High Availability
kipuka provides multi-CA high availability at the application layer. When a Certificate Authority backend becomes unavailable—whether due to HSM failure, Dogtag server downtime, or certificate expiration—kipuka can automatically failover to an alternate CA. This ensures continuous certificate enrollment even when individual CA components fail.
High availability is configured through [ha] and [[ha.group]] sections in the configuration file.
Overview
Traditional PKI deployments often rely on infrastructure-level HA (load balancers, database replication) for a single CA. kipuka takes a different approach: it treats each CA as an independent backend and implements application-layer failover logic. This allows:
- Heterogeneous CA backends: Mix HSM-backed CAs with file-based CAs, or Dogtag with other implementations
- Gradual migration: Route a percentage of traffic to a new CA while maintaining the old one
- Geographic distribution: Route requests to the nearest or fastest CA
- Independent failure domains: HSM failure doesn’t take down file-based backup CAs
When a CA fails, kipuka’s circuit breaker immediately stops routing requests to it and redistributes traffic to healthy CAs in the same group. When the failed CA recovers, kipuka automatically reintegrates it based on the configured strategy.
Failover Strategies
kipuka supports four failover strategies, selectable globally via [ha] or per-group via [[ha.group]]:
active-passive
The primary CA handles all requests. If it fails, the secondary takes over. When the primary recovers, traffic automatically returns to it.
Use when:
- You have a clear primary CA (e.g., HSM-backed) and want a hot standby
- You need predictable CA assignment for audit or compliance
- Your CAs have different trust levels or security characteristics
Behavior:
- All requests routed to the first healthy CA in the group
- On failure, immediately switch to the next CA
- On recovery, immediately switch back to the primary
round-robin
Requests are distributed evenly across all healthy CAs in the group. Any failure removes that CA from rotation until it recovers.
Use when:
- All CAs in the group have equivalent capacity and trust
- You want to distribute load across multiple CAs
- You need to maximize utilization of all CA backends
Behavior:
- Each request goes to the next CA in a circular list
- Failed CAs are skipped in the rotation
- Load is balanced evenly across all healthy CAs
weighted
Requests are distributed according to configured weights (e.g., 80% to CA1, 20% to CA2). Allows proportional load distribution.
Use when:
- CAs have different capacities (e.g., HSM vs. software)
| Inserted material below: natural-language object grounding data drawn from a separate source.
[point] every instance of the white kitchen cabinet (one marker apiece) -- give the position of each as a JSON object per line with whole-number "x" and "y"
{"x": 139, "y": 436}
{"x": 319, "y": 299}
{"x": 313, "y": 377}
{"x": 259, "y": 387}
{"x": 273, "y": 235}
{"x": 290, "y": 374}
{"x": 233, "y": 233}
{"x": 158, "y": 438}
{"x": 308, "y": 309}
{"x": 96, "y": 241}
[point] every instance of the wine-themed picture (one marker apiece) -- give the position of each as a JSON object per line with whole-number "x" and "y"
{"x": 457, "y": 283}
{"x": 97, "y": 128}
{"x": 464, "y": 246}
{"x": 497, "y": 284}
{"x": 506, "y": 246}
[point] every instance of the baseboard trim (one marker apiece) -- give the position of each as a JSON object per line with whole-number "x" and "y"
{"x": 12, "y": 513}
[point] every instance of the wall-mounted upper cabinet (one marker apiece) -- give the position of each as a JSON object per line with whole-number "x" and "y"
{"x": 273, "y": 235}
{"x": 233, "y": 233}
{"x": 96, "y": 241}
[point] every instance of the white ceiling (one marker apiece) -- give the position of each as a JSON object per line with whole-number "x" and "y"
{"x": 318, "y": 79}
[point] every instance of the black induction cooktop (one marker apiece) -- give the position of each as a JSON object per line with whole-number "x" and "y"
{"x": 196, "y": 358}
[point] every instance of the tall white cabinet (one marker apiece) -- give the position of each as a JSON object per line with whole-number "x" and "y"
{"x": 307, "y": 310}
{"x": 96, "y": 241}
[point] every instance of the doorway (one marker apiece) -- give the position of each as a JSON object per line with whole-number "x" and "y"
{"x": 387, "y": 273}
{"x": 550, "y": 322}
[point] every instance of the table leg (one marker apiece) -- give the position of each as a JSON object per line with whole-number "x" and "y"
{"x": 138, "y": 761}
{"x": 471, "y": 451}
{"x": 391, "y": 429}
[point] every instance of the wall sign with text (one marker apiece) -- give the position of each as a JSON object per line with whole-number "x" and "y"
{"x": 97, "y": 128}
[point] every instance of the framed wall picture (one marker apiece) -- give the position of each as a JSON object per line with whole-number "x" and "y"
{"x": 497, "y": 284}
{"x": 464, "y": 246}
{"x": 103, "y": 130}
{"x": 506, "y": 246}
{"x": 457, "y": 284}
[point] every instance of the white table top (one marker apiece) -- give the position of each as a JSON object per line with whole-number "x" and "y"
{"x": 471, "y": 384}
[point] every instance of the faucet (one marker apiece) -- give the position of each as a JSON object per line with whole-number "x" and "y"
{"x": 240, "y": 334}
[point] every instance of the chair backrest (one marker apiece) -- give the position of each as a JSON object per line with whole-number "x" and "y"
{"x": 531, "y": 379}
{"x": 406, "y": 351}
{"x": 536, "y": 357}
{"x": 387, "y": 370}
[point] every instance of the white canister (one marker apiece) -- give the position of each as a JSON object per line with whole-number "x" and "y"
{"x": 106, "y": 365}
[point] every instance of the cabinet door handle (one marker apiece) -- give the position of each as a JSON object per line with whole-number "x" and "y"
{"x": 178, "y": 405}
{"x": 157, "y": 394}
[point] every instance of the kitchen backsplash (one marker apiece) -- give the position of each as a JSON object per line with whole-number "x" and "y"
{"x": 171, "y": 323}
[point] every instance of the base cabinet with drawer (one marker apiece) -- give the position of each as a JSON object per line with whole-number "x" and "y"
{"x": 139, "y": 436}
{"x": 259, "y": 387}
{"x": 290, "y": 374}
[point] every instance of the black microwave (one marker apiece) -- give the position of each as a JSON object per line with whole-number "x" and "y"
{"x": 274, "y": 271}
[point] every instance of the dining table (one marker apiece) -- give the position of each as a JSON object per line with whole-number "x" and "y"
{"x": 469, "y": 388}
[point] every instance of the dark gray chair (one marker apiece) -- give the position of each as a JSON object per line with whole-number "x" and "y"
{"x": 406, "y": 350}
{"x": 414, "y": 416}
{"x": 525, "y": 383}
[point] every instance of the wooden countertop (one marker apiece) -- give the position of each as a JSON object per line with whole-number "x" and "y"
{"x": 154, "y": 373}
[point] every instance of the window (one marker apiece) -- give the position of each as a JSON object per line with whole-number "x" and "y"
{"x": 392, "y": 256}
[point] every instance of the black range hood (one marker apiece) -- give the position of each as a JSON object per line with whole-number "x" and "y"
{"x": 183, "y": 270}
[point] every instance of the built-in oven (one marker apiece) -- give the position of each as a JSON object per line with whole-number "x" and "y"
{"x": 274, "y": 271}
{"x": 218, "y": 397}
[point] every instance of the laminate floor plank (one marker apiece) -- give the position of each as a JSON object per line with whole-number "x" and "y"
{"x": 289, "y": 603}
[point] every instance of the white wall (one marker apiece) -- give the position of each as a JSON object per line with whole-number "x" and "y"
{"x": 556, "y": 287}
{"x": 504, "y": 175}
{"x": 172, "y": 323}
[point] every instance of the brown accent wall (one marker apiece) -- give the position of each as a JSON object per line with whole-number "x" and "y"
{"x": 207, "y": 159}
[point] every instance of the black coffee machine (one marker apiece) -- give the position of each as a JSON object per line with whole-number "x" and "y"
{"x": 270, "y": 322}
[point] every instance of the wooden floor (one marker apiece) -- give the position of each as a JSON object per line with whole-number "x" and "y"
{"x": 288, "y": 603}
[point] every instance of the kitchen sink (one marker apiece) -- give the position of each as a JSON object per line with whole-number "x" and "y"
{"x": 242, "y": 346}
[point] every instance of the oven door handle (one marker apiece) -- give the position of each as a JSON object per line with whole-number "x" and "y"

- You’re migrating from one CA to another gradually
- You want to test a new CA with a small percentage of traffic
Behavior:
- Each CA receives traffic proportional to its weight
- Weights are specified per-CA in the group configuration
- If a CA fails, its weight is redistributed to remaining CAs
Configuration:
[[ha.group]]
name = "primary"
ca_ids = ["hsm-ca", "file-ca"]
strategy = "weighted"
weights = { "hsm-ca" = 80, "file-ca" = 20 }
latency-based
Requests are routed to the CA with the lowest recent response time. Self-optimizing for geographically distributed CAs.
Use when:
- CAs are in different geographic locations
- Network latency varies significantly between CAs
- You want automatic optimization without manual tuning
Behavior:
- kipuka tracks rolling average latency for each CA
- Each request goes to the CA with the lowest average latency
- Latency is measured from health checks and actual signing operations
- Failed CAs are assigned infinite latency
Circuit Breaker Pattern
kipuka implements a circuit breaker to prevent cascading failures and automatically recover from transient issues. The circuit breaker prevents the system from repeatedly attempting to use a failing CA, which could delay client requests or exhaust resources.
States
The circuit breaker transitions through five states:
Healthy: CA is responding normally. All requests are routed to it according to the failover strategy.
Degraded: CA has experienced some failures but remains below the failure threshold. Requests continue to be routed, but the CA is monitored more closely. This state provides early warning of potential issues.
Unhealthy: Failure count exceeds failure_threshold within the check window. The CA is immediately removed from rotation to prevent client impact.
CircuitOpen: After transitioning to Unhealthy, the circuit opens. No requests are sent to this CA. A timer starts for recovery_timeout seconds to allow the CA time to recover.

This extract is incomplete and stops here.